Computational Thinking Summary Part 2

Chapter 50: Thinking Logically, Thinking Concurrently

Structured programming aims to improve clarity and maintainability; through sequences, selection or iteration. Flowcharts and pseudocode (for more complex algorithms) are used to design algorithms. For testing, trace tables are followed through manually.

Concurrent and parallel computing are considered to be related but distinct, and have debatable differences.

Concurrent: when multiple processes are running, each in turn given a slice of processor time; mimics multitasking with a single processor.

  • Increases rate of tasks completed;
  • No wasted time waiting user data input; used for another task;
  • However, if many users try to run heavy computation requiring programs they will take longer to complete.
  • Parallel: multiple processors are required to execute different instructions simultaneously; speeds up computations - impossible on single processor.

  • Different processors enable several tasks to be performed; speed up repetitive calculations on large amounts of data;
  • GPU quickly renders 3D object; works individual parts simultaneously;
  • Browser displaying several web pages and queries being performed in different pages;
  • However, some tasks may run faster with single processor.
  • Chapter 51: Problem Recognition

    Problems are computable if they are solvable by an algorithm. If they take millions of years to solve, they are considered to be practically insoluble.
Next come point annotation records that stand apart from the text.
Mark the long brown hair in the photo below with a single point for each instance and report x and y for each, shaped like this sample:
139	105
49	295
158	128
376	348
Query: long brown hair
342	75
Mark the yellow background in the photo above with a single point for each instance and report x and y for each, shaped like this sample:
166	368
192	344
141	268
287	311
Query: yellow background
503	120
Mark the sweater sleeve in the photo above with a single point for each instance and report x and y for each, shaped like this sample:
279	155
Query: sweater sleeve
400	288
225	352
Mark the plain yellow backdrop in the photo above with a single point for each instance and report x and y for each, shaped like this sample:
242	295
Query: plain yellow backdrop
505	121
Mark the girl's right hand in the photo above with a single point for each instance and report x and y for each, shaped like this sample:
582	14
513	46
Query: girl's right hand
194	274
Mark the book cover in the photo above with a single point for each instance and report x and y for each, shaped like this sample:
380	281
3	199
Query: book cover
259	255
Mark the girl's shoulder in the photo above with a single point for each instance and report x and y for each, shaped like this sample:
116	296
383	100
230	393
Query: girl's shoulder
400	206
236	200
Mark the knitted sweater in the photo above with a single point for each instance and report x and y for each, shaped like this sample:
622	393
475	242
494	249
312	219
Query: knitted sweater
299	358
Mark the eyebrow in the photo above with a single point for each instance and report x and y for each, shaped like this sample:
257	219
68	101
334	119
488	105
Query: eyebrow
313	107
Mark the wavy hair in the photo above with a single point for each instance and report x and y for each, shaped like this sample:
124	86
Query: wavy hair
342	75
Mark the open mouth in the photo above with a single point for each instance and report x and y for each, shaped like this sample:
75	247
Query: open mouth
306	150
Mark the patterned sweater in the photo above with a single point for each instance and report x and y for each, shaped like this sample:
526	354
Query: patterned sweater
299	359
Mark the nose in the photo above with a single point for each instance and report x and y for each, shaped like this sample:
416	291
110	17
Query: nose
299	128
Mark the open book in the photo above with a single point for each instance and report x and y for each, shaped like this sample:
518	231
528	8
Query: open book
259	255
    Problem Solving Methods

    1. Enumeration: exhaustive search by listing all cases, can be inefficient.
    2. Simulation: creating a model of a real system to understand its behaviour and evaluate strategies for operation. Examples are financial risk analysis, population predictions, queueing problems, etc.
    3. Divide and conquer: reduces size of problem each iteration; reduces time of solving problem for some tasks, not all.
    4. Problem abstraction: removing details and making problems easier to solve as reduced to one that has already been solved.

    Automation

    Building models and putting them into action to solve problems. Needs to decide what needs to be included and what assumptions are being made. Automating abstractions tells us more about the reality of what we are modelling.

    Automation Diagram

    Chapter 52: Problem Solving

    The manner you present a problem is important to find the solution: this is visualisation

    Backtracking: methodical way of trying out different sequences until you find one that leads to a solution.
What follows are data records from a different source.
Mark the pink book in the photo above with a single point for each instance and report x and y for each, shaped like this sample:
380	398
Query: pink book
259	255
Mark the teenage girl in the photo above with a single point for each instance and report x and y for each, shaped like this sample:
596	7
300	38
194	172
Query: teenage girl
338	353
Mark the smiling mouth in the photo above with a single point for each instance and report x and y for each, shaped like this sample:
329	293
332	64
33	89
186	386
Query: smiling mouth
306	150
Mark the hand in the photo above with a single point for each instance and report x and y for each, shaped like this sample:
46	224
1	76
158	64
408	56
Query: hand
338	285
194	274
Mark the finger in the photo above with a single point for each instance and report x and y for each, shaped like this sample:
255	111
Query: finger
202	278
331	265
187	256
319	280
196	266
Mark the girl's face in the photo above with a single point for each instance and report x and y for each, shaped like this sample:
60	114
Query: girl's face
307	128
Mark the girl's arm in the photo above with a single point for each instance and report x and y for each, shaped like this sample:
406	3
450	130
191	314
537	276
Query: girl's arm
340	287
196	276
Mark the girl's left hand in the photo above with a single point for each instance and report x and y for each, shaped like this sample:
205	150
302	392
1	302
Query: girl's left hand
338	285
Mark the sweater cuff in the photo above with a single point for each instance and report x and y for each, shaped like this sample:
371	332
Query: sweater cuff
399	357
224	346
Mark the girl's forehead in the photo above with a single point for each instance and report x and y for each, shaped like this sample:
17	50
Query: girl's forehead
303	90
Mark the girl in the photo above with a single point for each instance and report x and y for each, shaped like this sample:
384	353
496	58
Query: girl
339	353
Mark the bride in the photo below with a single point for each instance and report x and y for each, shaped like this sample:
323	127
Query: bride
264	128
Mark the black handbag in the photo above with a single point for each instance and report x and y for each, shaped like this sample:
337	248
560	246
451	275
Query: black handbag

    In some problems you need to make a series of decisions but there are cases which:

  • You don’t have enough info to know which is the best choice;
  • Each decision leads to a new set of choices
  • One or more of the sequences may be a solution to the problem
  • Data Mining: process of digging through big data (large data sets that cannot be easily handled in a traditional database) sets to discover hidden connections and predict future trends.
  • Intractable problems: problems that have an algorithm that solves them would take an unreasonably long time for even a fast computer to find the solution to solve through brute force. Not all of these problems are equally as hard.

    Heuristic approach: problem solving which employs an algorithm or methodology to give an adequate solution in a reasonable time. It trades optimality, completeness, accuracy or precision for speed.
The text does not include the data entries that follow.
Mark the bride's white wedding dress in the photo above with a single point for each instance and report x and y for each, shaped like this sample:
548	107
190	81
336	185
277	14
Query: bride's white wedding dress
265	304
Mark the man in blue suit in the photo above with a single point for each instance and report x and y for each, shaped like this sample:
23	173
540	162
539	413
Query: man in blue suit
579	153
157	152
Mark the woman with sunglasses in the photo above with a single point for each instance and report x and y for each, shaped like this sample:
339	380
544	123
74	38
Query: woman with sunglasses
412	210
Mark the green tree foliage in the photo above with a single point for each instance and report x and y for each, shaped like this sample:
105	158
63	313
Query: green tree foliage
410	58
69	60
    Performance modelling: process of simulating different user and system loads on a computer using mathematical approximation, rather than doing actual performance testing which may be difficult and expensive. Outputs may be used to help with planning a new system.

    Pipelining: technique of splitting tasks into smaller parts and overlapping the processing of each part of the task. While one instruction is fetched, another is decoded and a third is executed.